Entonces, justo cuando su bota pisó los centímetros de losa tras él, los decrépitos soldados elfos se activaron y avanzaron hacia él sin dilación. Su cabeza, su veteranía, intentaba hacer un rápido cálculo mental de sus posibilidades de éxito. Tal vez fuesen demasiados.
El elfo volvió a detenerse para afianzar su posición y con él, para su sorpresa, la escuadra espectral de Custodias también quedó inmóvil.
Allwënn les estudió desde un rostro convertido en una máscara dura y penetrante por el esfuerzo de la concentración. Tampoco podía evitar el frenético golpear del corazón en la jaula del pecho. Sólo los yelmos alados, la voluptuosidad de los penachos, los raídos atuendos ya inspiraban respeto.
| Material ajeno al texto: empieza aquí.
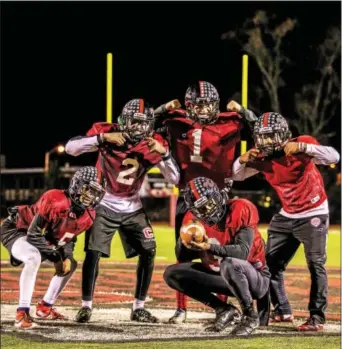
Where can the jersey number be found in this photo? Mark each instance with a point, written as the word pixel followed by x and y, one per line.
pixel 67 235
pixel 196 157
pixel 121 177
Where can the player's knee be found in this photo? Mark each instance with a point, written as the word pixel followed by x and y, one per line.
pixel 73 265
pixel 148 254
pixel 228 268
pixel 34 259
pixel 316 262
pixel 170 275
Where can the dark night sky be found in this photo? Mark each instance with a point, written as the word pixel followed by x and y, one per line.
pixel 53 60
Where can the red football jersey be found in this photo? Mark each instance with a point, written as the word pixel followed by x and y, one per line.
pixel 241 213
pixel 124 167
pixel 61 226
pixel 204 150
pixel 295 178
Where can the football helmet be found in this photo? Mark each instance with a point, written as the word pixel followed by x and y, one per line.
pixel 137 119
pixel 202 102
pixel 205 200
pixel 85 188
pixel 270 133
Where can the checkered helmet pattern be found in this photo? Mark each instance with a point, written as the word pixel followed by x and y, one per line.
pixel 199 94
pixel 201 190
pixel 273 125
pixel 87 175
pixel 139 110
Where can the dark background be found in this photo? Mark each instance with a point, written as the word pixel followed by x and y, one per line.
pixel 53 61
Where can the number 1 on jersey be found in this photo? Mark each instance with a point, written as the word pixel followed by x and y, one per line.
pixel 196 157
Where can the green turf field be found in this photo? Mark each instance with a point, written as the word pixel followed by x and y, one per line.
pixel 165 247
pixel 312 342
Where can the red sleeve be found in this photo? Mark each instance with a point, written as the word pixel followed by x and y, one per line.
pixel 188 217
pixel 308 140
pixel 45 205
pixel 101 127
pixel 161 140
pixel 242 214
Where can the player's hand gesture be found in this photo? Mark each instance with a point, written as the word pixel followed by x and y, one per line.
pixel 251 155
pixel 115 138
pixel 156 146
pixel 291 148
pixel 234 106
pixel 203 246
pixel 174 104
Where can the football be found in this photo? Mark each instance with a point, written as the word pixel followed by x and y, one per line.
pixel 192 231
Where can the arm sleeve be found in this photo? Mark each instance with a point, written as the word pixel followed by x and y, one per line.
pixel 79 145
pixel 240 249
pixel 35 236
pixel 322 155
pixel 169 168
pixel 241 171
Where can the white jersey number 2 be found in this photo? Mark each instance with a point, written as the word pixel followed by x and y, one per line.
pixel 196 157
pixel 122 177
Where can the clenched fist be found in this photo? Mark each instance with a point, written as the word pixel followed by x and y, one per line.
pixel 115 138
pixel 234 106
pixel 62 268
pixel 291 148
pixel 251 155
pixel 174 104
pixel 156 146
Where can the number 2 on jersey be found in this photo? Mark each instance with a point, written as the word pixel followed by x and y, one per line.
pixel 196 157
pixel 121 177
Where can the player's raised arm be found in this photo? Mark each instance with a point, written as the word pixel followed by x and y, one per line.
pixel 167 166
pixel 98 135
pixel 240 169
pixel 35 237
pixel 322 155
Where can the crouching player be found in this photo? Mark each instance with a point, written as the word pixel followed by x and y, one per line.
pixel 232 256
pixel 47 230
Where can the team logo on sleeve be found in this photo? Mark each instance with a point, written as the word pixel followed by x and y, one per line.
pixel 148 233
pixel 315 222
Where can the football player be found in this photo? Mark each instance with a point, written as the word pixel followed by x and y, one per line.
pixel 47 230
pixel 126 152
pixel 203 142
pixel 232 256
pixel 289 166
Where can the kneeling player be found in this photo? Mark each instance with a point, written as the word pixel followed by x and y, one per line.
pixel 47 230
pixel 232 254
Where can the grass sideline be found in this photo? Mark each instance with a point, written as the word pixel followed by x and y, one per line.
pixel 166 241
pixel 294 342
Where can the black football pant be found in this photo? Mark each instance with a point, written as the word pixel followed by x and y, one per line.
pixel 284 237
pixel 137 239
pixel 237 278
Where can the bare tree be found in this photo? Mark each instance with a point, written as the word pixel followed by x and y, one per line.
pixel 263 43
pixel 316 103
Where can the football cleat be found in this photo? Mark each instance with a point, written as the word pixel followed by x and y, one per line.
pixel 178 317
pixel 312 324
pixel 278 318
pixel 23 320
pixel 246 326
pixel 143 315
pixel 83 315
pixel 229 316
pixel 49 313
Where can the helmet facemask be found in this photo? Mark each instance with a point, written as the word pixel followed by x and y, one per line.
pixel 208 208
pixel 83 190
pixel 271 138
pixel 139 126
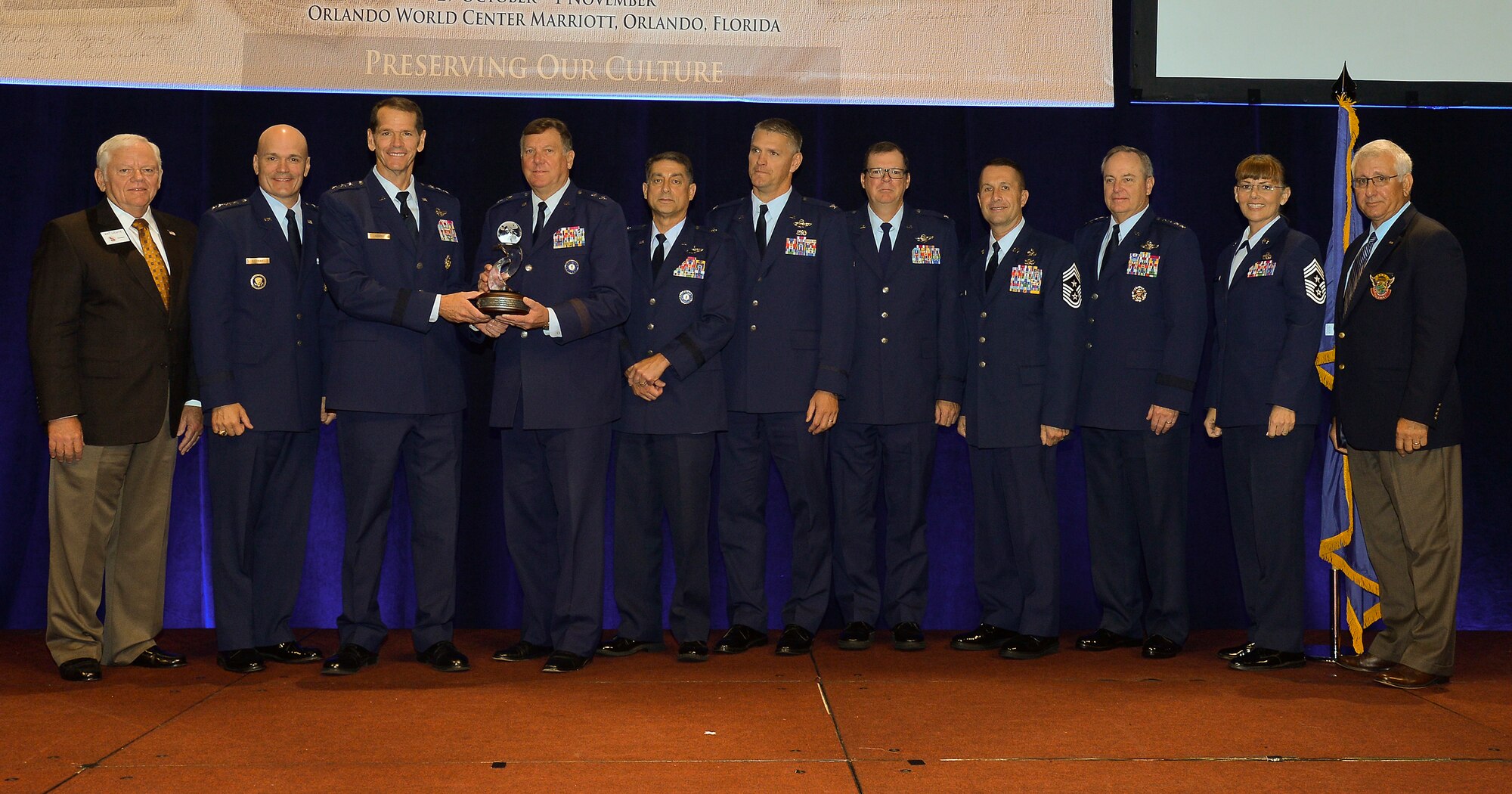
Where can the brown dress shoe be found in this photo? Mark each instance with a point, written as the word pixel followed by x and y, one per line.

Despacio, volvió a retroceder.
Como sospechaba, apenas pisó hacia atrás, los fantasmales guerreros Shaärikk volvieron a avanzar de nuevo hacia él, inexpresivos, impasibles; crucificándolo con los clavos ardientes de sus pupilas. Allwënn continuó retrocediendo mientras sus presuntos enemigos comenzaban a formar un solo bloque compacto ante él. La Äriel se balanceaba temida y temerosa de una a otra mano con mucha más maestría que empeño. En esta ocasión no pretendía, como gustaba de hacer, intimidar a sus adversarios mostrándoles qué grado de destreza podía alcanzar aquella dama hecha espada entre sus manos. No, esta vez lo único que buscaba era la sorpresa.
Debía intentarlo...
Ya se había decidido, a pesar de la consideración que le inspiraban aquellos guerreros.
Siempre fue insolente...
La garganta de Allwënn se desgarró en un furioso grito de batalla y enrojeció como si por ella corriera un río de metal candente. Al tiempo que iniciaba una acometida salvaje con las fauces de su espada listas para hender la carne. Las venas de su cuello se hincharon como si fuesen a reventar. Los ojos se abrieron e inyectaron de rabia mostrando sus dientes, como los muestra la bestia antes de desgarrar la presa. Los músculos de sus piernas impulsaron su cuerpo hacia delante con la convicción del ataque. Se contraían y se extendía en todo su poder. Sólo les faltaba expulsar humo. A medida que su boca se abría destrozada por el alarido y todo su rostro se contraía por el esfuerzo y el derroche de energía. Al par, la Äriel seleccionaba ya el primer objetivo perdiendo toda delicadeza y trasformándose en una contundente pieza del engranaje de la muerte. Los ojos de Allwënn se habían clavado en aquel que habría de ser el primero en recibir el encuentro brutal de sus lances.